BreakingGlasses I know plenty of highly qualified people (Phd+) who don't earn anywhere near 70K (in London)especially in their late 20's - they are still slogging away in 32-38K post doc positions with not much hope of tenure.

Most people I know in regular, salaried business jobs in London (lawyers, accountants,architects,managers, media, comms etc) earn around 40-50k.Friends who earn almost or over 6 figures work in very technical and/or lucrative areas of the law (they are NOT conveyancing solicitors or doing legal aid) or investment finance or medicine. It took most of them until their 30's to be earning that.

Bluelady · 05/04/2018 17:16

£60k puts you in the top 7% of earners. That in itself is pretty indicative of how good a salary it is.

EphraimLevi · 05/04/2018 17:20

Yep, payroll manager (I think something poncy like Assistant Director), the company employs thousands and she’s manager of one sector.

EphraimLevi · 05/04/2018 17:21

Interestingly she left school with one GCSE (a D in Home Ec) and has worked up from an office junior role to where she is now. So it just goes to show.

AntiHop · 05/04/2018 17:23

I live in London and neither me or dp would get anywhere near that salary.

BasilThirty · 05/04/2018 17:25

For late twenties in London is class it as 'good' if it came with a bonus. Certainly not great though.

Neverender · 05/04/2018 17:27

When I lived in London I earned less than half of what I do now, after commuting there for years to work (4hrs a day) for world renowned companies and doing 14hr days and answering the phone on holiday/weekends etc. I can now ask for that wage.

With 20yrs experience I now earn £60k, DH about £32k. We don't live in London any more but would still struggle to buy the house we rent on that. Not that I'm moaning...do 8-4pm every day and feel exceptionally lucky.

Changebagsandgladrags · 05/04/2018 17:29

£1500 a month for a flat puts £60k on a third of income spent on rent. So for London it's OK. Not loads and not a pittance

StarUtopia · 05/04/2018 17:29

Dozer DN is in her 20s and not a graduate. She started as a Saturday girl and worked her way up. Is now store manager (women's fashion shop in central London) and as I said up thread earns £70k.

Really don't believe this.

StarUtopia · 05/04/2018 17:31

£60k in the NW would not be huge. Not around Wilmslow, Alderley Edge, Grappenhall etc...

Maybe in Accrington it would!

BreakingGlasses · 05/04/2018 17:37

kikashi I know all about the salaries of PhD scientists etc in London. There is one in my family as it happens, and they ended up leaving the UK for a better income and career. Research is infamously poorly paid especially if through the MRC.

The point I want to make is that salary is linked to expertise, qualifications , location and job title.

You get paid a lot usually because there are few people who can do the job. You are expected to work long hours. 12-14 hr days are the norm.
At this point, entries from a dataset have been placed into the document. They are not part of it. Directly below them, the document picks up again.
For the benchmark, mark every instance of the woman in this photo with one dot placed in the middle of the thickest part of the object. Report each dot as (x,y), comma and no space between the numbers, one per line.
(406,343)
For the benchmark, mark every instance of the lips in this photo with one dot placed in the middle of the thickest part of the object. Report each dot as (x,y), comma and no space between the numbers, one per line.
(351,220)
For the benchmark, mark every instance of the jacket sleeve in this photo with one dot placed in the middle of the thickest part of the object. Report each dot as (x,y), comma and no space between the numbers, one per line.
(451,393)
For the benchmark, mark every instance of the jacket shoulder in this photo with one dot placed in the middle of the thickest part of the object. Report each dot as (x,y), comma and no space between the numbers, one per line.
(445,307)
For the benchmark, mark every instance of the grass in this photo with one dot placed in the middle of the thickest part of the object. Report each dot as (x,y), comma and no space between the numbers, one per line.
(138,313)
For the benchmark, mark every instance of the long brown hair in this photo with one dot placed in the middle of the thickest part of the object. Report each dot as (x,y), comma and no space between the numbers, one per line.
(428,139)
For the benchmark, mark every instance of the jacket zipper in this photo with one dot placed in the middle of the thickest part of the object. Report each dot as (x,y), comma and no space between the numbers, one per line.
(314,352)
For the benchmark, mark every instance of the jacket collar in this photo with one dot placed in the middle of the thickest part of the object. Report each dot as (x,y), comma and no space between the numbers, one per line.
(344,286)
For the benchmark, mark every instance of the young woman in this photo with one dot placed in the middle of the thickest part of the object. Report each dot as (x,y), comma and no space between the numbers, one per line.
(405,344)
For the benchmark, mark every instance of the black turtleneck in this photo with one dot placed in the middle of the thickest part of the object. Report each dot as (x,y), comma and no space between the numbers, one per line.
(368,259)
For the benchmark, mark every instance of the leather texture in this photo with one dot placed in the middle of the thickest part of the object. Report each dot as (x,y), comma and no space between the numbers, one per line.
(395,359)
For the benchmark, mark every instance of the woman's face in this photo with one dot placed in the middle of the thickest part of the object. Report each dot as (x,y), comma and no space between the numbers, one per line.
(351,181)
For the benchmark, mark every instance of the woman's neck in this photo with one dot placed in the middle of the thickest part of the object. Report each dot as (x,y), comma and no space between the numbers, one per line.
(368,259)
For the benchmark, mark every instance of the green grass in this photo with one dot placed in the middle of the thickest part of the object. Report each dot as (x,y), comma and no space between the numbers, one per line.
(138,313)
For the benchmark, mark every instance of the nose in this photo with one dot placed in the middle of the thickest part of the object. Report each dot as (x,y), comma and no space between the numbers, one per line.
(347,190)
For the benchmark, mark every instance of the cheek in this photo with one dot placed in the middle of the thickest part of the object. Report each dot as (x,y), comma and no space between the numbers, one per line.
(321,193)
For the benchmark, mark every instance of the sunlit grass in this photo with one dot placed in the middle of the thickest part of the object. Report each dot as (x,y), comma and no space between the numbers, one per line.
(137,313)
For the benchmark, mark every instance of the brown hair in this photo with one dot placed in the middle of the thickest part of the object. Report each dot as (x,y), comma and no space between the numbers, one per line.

Someone I know has been in investment banking for 3 years, after graduating. She works from 8am to often 10pm and weekends. Starting grad salary was £45K. if you work it out as an hourly rate , it's not as good as it sounds.

There are PAs in London FGS earning £50K quite easily!

People are paid a lot of money for doing jobs few other people can do and usually they work bloody hard for the salary they get.

Dozer · 05/04/2018 17:39

A pay specialist told me around ten years ago that a women earning £45k was earning more than 95% of working women. Not sure what the position is now.